Stephan: Ich habe in verschiedenen Beiträgen mal ganz naiv gefragt, warum Autoren nur zu 20 Prozent am Erlös eines E-Books beteiligt werden, obwohl doch der Buchhandel, wo manche der Big Players um die 50 Prozent kassieren, in diesem Fall wegfällt. Die plausible Antwort: Verlage müssen ja auch noch den „klassischen“ Vertrieb aufrechterhalten, also auf eine lange Zeit doppelgleisig fahren. Und sie müssen die Portale für den E-Bookvertrieb bezahlen.

buchmarkt.de: Neue, auf E-Books spezialisierte Verlage könnten es somit leichter haben als etablierte?

Stephan: Gewiss. Wendige Agenten, die nicht die enormen Overheadkosten der Großen haben, können zu wichtigen Mitspielern werden. Ich glaube schon, dass das den großen Verlagen Sorgen macht. Zumal die Autoren neuerdings an Verhandlungsmacht gewinnen.}

buchmarkt.de: Andere Autoren fürchten sich vor dem E-Book, der Internetpiraterie, der Entwertung des geistigen Eigentums. Sie nicht?

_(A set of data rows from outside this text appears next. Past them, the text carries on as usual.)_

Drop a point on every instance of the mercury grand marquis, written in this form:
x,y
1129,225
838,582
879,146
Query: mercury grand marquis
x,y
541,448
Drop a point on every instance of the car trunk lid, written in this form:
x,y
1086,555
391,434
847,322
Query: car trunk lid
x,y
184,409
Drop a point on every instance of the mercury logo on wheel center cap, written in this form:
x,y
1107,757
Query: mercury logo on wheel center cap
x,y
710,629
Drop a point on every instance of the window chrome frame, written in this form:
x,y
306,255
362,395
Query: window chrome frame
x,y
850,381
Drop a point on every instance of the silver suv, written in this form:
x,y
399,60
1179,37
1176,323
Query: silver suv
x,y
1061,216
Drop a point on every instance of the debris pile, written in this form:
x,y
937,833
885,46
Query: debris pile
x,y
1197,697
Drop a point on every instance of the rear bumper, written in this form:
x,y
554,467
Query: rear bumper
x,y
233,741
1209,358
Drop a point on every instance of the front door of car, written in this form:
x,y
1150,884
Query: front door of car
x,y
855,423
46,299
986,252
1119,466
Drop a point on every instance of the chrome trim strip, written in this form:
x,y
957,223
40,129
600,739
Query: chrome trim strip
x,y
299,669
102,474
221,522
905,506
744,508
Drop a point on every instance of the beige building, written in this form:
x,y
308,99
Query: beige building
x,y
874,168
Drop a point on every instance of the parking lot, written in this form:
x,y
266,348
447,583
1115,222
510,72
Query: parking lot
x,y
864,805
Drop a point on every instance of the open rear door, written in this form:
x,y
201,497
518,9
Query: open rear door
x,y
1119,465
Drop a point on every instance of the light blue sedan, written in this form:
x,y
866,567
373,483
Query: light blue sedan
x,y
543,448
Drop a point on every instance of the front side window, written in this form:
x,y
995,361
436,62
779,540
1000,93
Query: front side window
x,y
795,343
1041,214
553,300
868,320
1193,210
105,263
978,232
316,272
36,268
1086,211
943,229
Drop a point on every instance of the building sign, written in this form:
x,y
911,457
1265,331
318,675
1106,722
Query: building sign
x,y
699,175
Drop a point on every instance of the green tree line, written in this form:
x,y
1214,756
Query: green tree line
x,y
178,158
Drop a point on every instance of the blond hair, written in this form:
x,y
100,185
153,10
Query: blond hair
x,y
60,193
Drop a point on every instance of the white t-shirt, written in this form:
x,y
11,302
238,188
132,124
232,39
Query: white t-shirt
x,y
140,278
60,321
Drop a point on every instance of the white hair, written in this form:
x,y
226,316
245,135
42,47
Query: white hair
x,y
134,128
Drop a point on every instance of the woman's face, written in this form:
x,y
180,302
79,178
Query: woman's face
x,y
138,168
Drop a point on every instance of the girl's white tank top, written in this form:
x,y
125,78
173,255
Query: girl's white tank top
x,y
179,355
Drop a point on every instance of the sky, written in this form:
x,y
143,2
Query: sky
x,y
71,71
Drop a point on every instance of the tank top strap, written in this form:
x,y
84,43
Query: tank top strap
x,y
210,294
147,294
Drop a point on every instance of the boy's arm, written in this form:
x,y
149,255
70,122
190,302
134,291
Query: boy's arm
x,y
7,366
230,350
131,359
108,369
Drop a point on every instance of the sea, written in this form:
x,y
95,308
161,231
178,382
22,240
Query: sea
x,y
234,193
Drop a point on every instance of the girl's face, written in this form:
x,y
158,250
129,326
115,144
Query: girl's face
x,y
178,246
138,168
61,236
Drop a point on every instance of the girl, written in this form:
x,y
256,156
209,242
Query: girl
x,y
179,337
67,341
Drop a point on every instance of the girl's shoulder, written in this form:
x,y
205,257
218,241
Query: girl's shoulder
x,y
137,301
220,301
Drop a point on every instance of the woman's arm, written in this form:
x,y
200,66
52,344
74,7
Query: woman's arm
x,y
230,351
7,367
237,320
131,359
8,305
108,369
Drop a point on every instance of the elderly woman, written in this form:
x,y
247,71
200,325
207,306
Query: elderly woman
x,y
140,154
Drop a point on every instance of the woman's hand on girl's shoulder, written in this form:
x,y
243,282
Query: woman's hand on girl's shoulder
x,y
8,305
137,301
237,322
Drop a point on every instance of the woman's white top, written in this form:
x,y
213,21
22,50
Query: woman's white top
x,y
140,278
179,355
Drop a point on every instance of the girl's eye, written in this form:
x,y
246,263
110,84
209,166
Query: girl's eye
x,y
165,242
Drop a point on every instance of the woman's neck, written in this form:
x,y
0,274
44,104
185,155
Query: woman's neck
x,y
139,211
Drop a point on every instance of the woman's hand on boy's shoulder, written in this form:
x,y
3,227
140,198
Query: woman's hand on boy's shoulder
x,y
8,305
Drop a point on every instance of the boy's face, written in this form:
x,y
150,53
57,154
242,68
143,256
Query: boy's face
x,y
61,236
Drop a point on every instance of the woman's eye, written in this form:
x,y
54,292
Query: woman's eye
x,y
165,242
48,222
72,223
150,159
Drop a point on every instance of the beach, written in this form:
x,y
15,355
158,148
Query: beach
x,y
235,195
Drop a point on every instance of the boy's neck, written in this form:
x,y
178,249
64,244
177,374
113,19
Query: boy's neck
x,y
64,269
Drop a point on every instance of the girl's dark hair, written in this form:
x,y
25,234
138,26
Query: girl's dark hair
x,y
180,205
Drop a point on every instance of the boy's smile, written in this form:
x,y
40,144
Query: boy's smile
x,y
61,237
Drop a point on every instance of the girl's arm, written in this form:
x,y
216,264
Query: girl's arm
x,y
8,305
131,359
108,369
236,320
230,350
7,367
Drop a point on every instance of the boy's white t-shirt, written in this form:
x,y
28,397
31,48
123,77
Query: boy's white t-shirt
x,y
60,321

Stephan: Jein. Das sind drei verwandte, aber nicht in einen Topf gehörende Phänomene. Gewiss, nie war Raubkopieren so einfach wie heute. Klar: für ein Buch ohne seine körperliche Anwesenheit werden Leser noch weniger zahlen wollen. Richtig: die „Bezahlt wird nicht“-Moral des Internets bedroht alle schreibenden Berufe.
Doch bleiben wir mal bei den Buchautoren: Amazon bietet Autoren nun auch in Europa 70 Prozent des Erlöses der auf seiner dtp-Plattform eingestellten Bücher. Apple wird offenbar gleichziehen. Die Verlage werden ihren Autoren also schon ein bisschen mehr bieten müssen, wenn sie sie behalten wollen. Schließlich können einige von uns Autoren durchaus rechnen: 10 Prozent vom Ladenpreis eines Hardcovers zu 19,90 Euro oder 6 Prozent von dem eines TB oder 70 Prozent von einem E-Book zum Preis von 3,99 Euro – was ist uns lieber?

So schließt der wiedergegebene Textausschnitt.